There are usually lots of clock sources available, obviously if its connected to the internet then NTP servers are available, but even if its on a local network, most of the computers on that network have time on them so at least theoretically you can get the time from them.

As I mentioned we don't need it for our Magni product - however if you were to write a set of scripts and open source them, we'd likely put it on the default image as long as it passes our technical review and it is open-sourced with a permissive license (e.g. a BSD license). We'd put it on the image for the benefit of the community.

Let me know if this is interesting for you.

Thanks for the information. Since there is no easy way to do this I would set time every time manually. I have another question. I tried to install opencv and followed this https://www.pyimagesearch.com/2017/09/04/raspbian-stretch-install-opencv-3-python-on-your-raspberry-pi/. it asked me to Open your /etc/dphys-swapfile and then edit the CONF_SWAPSIZE variable to 1024. However, I didn't find such file. So I guess the default CONF_SWAPSIZE is 100. This "Out of memory" error caused my compliation fail. Is there a way to fix this?
Or did you try install opencv before? Thanks.

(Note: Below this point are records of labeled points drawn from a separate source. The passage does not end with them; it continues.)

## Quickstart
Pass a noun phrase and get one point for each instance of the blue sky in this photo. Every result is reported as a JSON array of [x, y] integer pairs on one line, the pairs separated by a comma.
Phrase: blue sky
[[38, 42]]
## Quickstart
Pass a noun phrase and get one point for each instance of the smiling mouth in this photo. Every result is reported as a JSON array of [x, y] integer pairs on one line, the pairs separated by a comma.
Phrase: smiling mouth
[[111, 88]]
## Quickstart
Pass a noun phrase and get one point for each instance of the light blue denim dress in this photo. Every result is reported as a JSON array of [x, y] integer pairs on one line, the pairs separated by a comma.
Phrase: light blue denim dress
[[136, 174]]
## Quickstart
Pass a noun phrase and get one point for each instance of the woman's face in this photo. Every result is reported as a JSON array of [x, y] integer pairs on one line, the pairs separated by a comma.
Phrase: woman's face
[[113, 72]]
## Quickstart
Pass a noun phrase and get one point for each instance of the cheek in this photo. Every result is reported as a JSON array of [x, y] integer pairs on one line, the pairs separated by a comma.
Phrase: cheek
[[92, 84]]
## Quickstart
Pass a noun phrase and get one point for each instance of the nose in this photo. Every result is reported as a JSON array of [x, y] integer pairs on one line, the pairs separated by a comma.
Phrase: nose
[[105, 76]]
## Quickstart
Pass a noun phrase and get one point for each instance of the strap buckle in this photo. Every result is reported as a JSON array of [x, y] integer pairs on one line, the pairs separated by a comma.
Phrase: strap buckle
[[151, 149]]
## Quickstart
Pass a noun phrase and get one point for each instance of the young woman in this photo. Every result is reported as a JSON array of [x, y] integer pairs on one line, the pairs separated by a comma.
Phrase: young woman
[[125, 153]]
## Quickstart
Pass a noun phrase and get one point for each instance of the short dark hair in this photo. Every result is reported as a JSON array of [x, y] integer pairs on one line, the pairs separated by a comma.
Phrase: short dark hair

mjstn commented 5 years ago

All of this is to help you and is not part of Magni support. What I will add is these two things: 1) RTC without a Magni is often done using a tiny plug-in board on the RasPi connector. Look into this one https://www.adafruit.com/product/3386
There are even cheaper solutions but Adafruit is great for support of their products so suggest that.

2) If you do not have /etc/dphys-swapfile you have not installed swap. Please look into help for install of dphys-swapfile which will use sudo apt-get install dphys-swapfile

If this has been helpful and because this it not a Magni issue, please consider optionally 'buying us a cup of coffee' from the donate button on pi image download: https://downloads.ubiquityrobotics.com/pi.html

Good luck in your efforts.

mjstn commented 5 years ago

In looking at my notes I realize AdaFruit may be explaining things for the Raspbian image. What I had done on a prior robotics project that used Ubuntu 16.04 was more like this: https://ubuntu-mate.community/t/supporting-ds3231-rtc-source-synchronise-with-network-time/5711 It is a little tricky so research looking for DS3231 boards that are also cheap for a Pi and also look for help from persons posting projects using the DS3231 board on a Raspberry Pi running ubuntu 16.04 and that will help you but will take some effort.

rohbotics commented 5 years ago

If you do end up buying an RTC, you can simply edit /boot/config.txt tas described here https://github.com/UbiquityRobotics/pi_image_build#rtc

rohbotics commented 5 years ago

Hi @zhanghaijason I am closing this because there is not much that be done to resolve this issue. Feel free to ask any remaining questions you may have.